Tuve que hacer un ejemplo de él. El otro guardia le dirá al aquelarre entero que tú no debes ser dañada gracias a lo que hice. Es más seguro así. Además, él había probado tu sangre. Tenía que morir.
Yo aún lo miraba con una expresión aturdida en la cara.
Iba a matarte. Había probado tu sangre, Lali. Dudo que hubiera tenido suficiente autocontrol como para evitar devorarle por completo.
Levantó una ceja, su humor aligerándose un poco—. A juzgar por la expresión en tu cara cuando ambos estaban a punto de hundir sus dientes en ti, supuse que sabías que no podrías persuadirlos con tus palabras como hiciste conmigo.
Recuerdos de la noche anterior fluyeron por mi cabeza. Recordé cuán conflictivo parecía Peter cuando me aplastó contra ese pilar, listo para hundir sus colmillos en mí. No había habido ningún conflicto en el vampiro que acaba de matar.
Me encontré intrigada por Peter,más que antes.Él era una paradoja,una contradicción caminante. Cómo era capaz de cometer un acto tan violento sin ninguna vacilación en un momento y ser tan apacible conmigo justo después era algo que me desconcertaba completamente.
Pude sentir sus ojos recorriendo mi cuerpo de pies a cabeza, entonces retrocedió un paso.
Has estado corriendo durante horas, ¿no es así?-concluyó. Casi me sentí avergonzada al admitirlo.

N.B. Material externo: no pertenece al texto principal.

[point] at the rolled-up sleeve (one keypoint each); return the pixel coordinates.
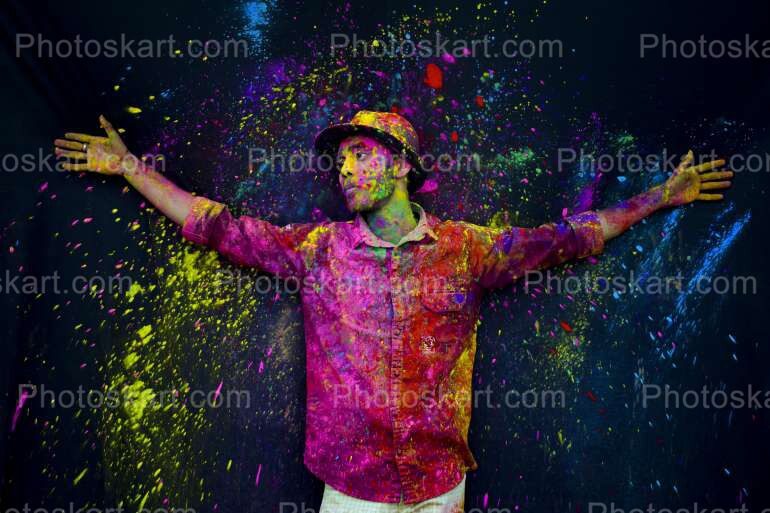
(248, 241)
(501, 256)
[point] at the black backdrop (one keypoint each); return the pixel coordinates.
(45, 97)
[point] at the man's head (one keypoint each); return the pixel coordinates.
(370, 172)
(376, 154)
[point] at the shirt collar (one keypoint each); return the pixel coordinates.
(364, 233)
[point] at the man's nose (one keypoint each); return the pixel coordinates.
(347, 167)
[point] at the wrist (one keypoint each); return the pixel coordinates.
(130, 165)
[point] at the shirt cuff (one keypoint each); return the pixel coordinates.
(199, 223)
(589, 236)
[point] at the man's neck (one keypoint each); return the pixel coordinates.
(394, 219)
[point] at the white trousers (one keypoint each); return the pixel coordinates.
(452, 501)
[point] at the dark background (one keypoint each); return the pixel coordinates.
(711, 460)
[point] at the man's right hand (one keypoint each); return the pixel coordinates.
(104, 155)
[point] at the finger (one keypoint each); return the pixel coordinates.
(709, 165)
(714, 185)
(83, 137)
(107, 127)
(77, 155)
(718, 175)
(70, 145)
(75, 167)
(686, 160)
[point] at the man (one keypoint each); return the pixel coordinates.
(391, 302)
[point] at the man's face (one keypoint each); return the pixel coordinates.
(368, 172)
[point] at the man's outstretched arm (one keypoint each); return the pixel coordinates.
(244, 240)
(687, 184)
(109, 156)
(501, 256)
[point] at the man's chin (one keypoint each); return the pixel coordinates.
(358, 207)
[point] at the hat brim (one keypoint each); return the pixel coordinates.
(327, 142)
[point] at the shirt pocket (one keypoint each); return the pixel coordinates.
(452, 297)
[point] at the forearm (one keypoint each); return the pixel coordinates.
(617, 219)
(167, 197)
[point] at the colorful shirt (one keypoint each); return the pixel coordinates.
(390, 333)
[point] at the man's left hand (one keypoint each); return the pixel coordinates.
(690, 183)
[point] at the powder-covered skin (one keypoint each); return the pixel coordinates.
(400, 375)
(598, 348)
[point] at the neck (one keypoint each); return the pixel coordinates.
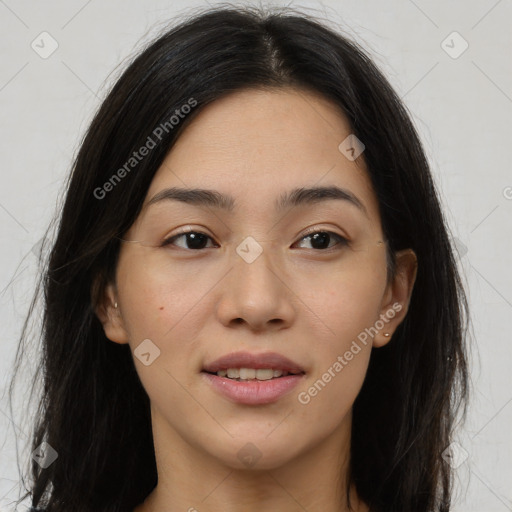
(194, 481)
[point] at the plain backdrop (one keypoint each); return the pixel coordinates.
(461, 102)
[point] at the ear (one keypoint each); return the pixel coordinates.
(110, 315)
(397, 296)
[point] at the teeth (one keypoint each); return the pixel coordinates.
(251, 373)
(233, 373)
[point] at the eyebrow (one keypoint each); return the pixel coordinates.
(293, 198)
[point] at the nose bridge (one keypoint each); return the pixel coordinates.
(255, 292)
(257, 266)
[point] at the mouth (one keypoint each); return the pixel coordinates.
(253, 379)
(246, 374)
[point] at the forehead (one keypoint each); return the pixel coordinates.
(256, 145)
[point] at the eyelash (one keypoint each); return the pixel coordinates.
(342, 241)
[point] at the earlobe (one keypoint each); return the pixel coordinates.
(397, 296)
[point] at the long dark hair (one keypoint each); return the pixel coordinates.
(93, 409)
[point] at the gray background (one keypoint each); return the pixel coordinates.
(461, 106)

Se siente como si fuera así.
-Incluso si consiguieras cruzar el muro,estás en una isla,Lali.A menos que puedas nadar kilómetros y kilómetros, sobrevivir a los tiburones y llegar a tierra, no hay salida de aquí.
Antes de que pudiera responder a eso, él me levantó en sus brazos como si no pesara nada, y en apenas minutos estuvimos de vuelta en su pent- house. Me llevó a mi habitación y me dejó de pie en el suelo.
Desayunaremos en un par de minutos. Vístete con algo que no sea eso. —Miró mi vestimenta deliberadamente. Se me ocurrió que, teniendo en cuenta el tiempo que él había estado durmiendo, probablemente nunca había visto a una mujer con una sudadera y pantalones cortos. Pero teniendo en cuenta cuán desgastada y sucia estaba mi ropa luego de mi "corrida" matutina, vi por qué no la encontraba atractiva.
Antes de girarse hacia la puerta, se detuvo y me preguntó:
¿Hay algo que necesites, Lali?
Necesito salir de aquí, quería decir. En vez de eso, sacudí la cabeza.
No.
Él asintió y se dirigió a la puerta. Se detuvo cuando estaba a punto de abrirla. Me dio una advertencia final:
Solo arriesgarás tu vida tratando de escapar, Lali. Así que mejor simplifiquémoslo. Nunca vuelvas a intentarlo.